My wish is that my son Henry should publicly announce his betrothal to Princess Elizabeth of York. This should prevent any other marriage for her, remind her affinity and mine of his claim to the throne, demonstrate their previous support for him, and reestablish his claim to the throne of England.
He should do it on Christmas Day in Rennes Cathedral, just as Joan of Arc declared the King of France in Rheims Cathedral. This is my command as his mother and the head of his house.
Greetings of the season,
Margaret Stanley
I have time to meditate on the vanity of ambition and the sin of overthrowing an ordained king in the long winter nights of a miserable Christmas and a cheerless new year, as the impenetrable dark yields slowly to cold gray mornings.
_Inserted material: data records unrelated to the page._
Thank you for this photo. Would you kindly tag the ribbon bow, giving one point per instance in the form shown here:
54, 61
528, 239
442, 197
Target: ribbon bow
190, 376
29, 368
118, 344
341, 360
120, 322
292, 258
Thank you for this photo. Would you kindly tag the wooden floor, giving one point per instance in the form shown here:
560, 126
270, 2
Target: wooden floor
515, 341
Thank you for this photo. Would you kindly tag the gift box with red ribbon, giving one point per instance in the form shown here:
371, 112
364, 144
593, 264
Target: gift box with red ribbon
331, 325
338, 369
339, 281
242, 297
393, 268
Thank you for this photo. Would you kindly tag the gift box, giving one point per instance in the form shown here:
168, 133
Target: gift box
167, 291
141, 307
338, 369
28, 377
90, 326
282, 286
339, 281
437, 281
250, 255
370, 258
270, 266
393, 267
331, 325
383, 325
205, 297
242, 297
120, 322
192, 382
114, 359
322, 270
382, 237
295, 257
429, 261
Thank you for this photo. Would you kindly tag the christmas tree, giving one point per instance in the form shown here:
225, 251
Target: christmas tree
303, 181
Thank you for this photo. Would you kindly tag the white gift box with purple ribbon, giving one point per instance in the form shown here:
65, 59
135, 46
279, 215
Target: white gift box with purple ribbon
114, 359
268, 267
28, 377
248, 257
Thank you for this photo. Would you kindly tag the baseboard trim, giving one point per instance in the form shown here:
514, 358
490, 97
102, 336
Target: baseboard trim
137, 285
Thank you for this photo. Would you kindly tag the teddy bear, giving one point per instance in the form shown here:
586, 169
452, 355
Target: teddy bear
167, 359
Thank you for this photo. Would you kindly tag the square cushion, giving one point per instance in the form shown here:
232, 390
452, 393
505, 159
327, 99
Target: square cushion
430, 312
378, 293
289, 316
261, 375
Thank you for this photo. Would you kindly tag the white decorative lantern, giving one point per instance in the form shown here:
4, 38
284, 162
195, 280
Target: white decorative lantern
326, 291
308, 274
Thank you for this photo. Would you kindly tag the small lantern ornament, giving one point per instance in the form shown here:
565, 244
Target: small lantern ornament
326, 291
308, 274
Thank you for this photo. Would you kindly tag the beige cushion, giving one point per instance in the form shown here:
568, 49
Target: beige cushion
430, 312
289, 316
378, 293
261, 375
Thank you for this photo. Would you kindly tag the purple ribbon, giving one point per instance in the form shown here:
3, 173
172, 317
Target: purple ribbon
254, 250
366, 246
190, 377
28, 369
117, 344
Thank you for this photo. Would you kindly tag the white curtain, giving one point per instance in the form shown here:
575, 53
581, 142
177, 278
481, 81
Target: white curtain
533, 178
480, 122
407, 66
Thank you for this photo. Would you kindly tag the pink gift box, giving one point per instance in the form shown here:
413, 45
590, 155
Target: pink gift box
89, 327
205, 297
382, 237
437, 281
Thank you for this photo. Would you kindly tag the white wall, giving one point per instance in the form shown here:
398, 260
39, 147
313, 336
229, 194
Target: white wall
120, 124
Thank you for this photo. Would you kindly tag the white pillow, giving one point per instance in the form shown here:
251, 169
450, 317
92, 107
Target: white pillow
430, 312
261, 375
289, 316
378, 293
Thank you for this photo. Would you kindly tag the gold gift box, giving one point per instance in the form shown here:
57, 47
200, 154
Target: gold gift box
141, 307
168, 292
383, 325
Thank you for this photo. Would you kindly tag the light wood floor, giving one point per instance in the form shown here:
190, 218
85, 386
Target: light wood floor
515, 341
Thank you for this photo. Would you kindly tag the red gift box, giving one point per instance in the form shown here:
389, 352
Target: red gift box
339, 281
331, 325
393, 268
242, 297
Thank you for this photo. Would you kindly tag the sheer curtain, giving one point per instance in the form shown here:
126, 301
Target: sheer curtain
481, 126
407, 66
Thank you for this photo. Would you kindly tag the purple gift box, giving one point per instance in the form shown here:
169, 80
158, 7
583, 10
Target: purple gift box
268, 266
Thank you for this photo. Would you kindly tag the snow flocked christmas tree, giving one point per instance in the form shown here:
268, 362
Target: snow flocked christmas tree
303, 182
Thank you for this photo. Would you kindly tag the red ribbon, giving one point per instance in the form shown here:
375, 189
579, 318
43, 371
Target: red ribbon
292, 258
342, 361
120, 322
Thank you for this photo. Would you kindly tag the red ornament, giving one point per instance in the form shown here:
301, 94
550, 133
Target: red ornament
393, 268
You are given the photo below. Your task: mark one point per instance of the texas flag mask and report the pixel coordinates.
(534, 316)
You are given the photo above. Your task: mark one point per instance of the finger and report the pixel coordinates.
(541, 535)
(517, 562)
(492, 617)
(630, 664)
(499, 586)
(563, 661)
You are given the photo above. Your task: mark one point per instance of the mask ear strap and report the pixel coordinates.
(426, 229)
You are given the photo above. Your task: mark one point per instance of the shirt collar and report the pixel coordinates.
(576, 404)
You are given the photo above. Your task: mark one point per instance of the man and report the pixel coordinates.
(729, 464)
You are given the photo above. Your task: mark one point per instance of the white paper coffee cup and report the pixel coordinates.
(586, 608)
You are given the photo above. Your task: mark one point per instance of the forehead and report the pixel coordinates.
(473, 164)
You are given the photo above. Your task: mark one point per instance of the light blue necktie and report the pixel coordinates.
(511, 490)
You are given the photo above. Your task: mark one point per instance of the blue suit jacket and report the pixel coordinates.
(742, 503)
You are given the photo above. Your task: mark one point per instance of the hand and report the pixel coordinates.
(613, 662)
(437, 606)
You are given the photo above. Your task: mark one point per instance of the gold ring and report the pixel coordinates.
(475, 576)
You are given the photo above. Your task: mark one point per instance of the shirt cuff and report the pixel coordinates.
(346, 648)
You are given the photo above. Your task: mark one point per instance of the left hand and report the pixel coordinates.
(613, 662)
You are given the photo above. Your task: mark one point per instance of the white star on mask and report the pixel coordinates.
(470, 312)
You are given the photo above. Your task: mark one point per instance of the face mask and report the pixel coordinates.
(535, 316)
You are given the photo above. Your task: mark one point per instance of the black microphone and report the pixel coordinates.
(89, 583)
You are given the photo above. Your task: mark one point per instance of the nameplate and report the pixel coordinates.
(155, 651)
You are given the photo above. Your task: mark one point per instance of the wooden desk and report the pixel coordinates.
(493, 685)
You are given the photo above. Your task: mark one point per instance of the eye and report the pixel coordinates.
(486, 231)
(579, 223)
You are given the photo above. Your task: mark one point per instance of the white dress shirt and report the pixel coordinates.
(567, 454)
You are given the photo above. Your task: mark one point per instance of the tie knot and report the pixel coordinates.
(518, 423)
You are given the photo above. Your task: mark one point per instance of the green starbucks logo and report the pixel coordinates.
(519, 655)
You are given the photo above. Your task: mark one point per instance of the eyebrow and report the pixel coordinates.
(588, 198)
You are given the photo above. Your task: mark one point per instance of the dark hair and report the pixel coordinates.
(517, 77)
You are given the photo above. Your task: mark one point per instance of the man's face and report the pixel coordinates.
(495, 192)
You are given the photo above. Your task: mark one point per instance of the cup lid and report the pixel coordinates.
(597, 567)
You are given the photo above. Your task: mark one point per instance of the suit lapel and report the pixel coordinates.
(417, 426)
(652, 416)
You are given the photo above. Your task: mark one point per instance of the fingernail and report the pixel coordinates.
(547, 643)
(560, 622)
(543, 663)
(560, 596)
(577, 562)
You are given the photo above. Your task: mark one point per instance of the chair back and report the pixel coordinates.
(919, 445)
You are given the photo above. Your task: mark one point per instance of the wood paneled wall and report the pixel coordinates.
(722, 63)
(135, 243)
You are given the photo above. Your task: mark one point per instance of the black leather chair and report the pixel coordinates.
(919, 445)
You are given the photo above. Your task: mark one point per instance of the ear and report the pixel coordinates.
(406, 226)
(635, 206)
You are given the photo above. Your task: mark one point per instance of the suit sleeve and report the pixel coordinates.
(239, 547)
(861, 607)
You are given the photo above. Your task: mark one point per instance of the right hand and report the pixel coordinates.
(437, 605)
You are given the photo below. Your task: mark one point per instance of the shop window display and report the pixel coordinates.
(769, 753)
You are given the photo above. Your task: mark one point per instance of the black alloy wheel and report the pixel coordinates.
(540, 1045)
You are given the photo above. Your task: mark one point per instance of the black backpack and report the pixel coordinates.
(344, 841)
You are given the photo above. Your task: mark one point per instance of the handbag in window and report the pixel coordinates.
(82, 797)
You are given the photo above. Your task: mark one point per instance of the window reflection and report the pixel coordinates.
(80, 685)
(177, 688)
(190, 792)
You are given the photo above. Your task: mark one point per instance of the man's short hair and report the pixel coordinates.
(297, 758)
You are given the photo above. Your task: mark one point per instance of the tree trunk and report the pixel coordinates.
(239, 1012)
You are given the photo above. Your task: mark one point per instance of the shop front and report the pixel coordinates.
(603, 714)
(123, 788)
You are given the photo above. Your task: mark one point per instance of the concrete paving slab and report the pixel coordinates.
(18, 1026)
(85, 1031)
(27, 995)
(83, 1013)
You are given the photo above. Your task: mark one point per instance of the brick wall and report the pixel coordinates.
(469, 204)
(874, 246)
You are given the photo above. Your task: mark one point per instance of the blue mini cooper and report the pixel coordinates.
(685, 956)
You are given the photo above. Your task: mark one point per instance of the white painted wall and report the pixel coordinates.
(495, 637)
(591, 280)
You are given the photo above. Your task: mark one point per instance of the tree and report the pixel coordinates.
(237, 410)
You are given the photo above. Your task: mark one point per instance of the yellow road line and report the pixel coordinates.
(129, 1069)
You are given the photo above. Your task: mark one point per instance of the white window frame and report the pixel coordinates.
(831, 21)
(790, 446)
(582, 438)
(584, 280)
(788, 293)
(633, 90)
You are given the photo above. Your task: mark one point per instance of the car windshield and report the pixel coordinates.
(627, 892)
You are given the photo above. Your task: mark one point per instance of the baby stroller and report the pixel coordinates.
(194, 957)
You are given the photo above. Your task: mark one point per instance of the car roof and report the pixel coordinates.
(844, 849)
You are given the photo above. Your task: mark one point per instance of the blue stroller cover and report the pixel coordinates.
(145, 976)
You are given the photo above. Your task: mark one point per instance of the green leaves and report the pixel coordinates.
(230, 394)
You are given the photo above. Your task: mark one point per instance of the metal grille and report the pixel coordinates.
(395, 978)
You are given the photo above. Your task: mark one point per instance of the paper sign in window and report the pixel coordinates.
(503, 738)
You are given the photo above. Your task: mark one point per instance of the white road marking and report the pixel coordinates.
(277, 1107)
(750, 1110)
I go on my knees to my God and ask h
im why my son’s venture to gain his rightful place in the world was not blessed; why the rain was against him; why the wind blew his ships away; why the God of earthquake, wind, and fire could not calm the storm for Henry as He calmed it for Himself in Galilee? I ask Him that if Elizabeth Woodville, Dowager Queen of England, is a witch as everyone knows, then why should she come out of sanctuary and make an agreement with a usurping king? How can she get her way in the world when my own is blocked and mired? I stretch out on the cold tiles of the chancel steps and give myself up to holy and remorseful grief.
And then it comes to me. In the end, after many long nights of fasting and prayer, I hear an answer. I find that I know why. I come to an understanding.
At last I recognize that the sin of ambition and greed darkened our enterprise, our plans were overshadowed by a sinful woman’s desire for revenge. The plans were formed by a woman who thought herself the mother of a king, who could not be satisfied to be an ordinary woman. The fault of the enterprise lay in the vanity of a woman who would be a queen, and who would overturn the peace of the country for her own selfish desire. To know oneself is to know all, and I will confess my own sin and the part it played in our failure.
I am guilty of nothing more than a righteous ambition and a powerful desire to take my rightful place. It is a righteous rage. But Elizabeth Woodville is to blame for everything. She brought war to England for her own vanity and revenge; she it was who came to us filled with desire for her son, filled with pride in her house, puffed up with belief in her own beauty; and I should have refused to ally with her in her sinful ambition. It was Elizabeth’s desire for her son’s triumph that put us outside the pale of God’s patience. I should have seen her vanity and turned from it.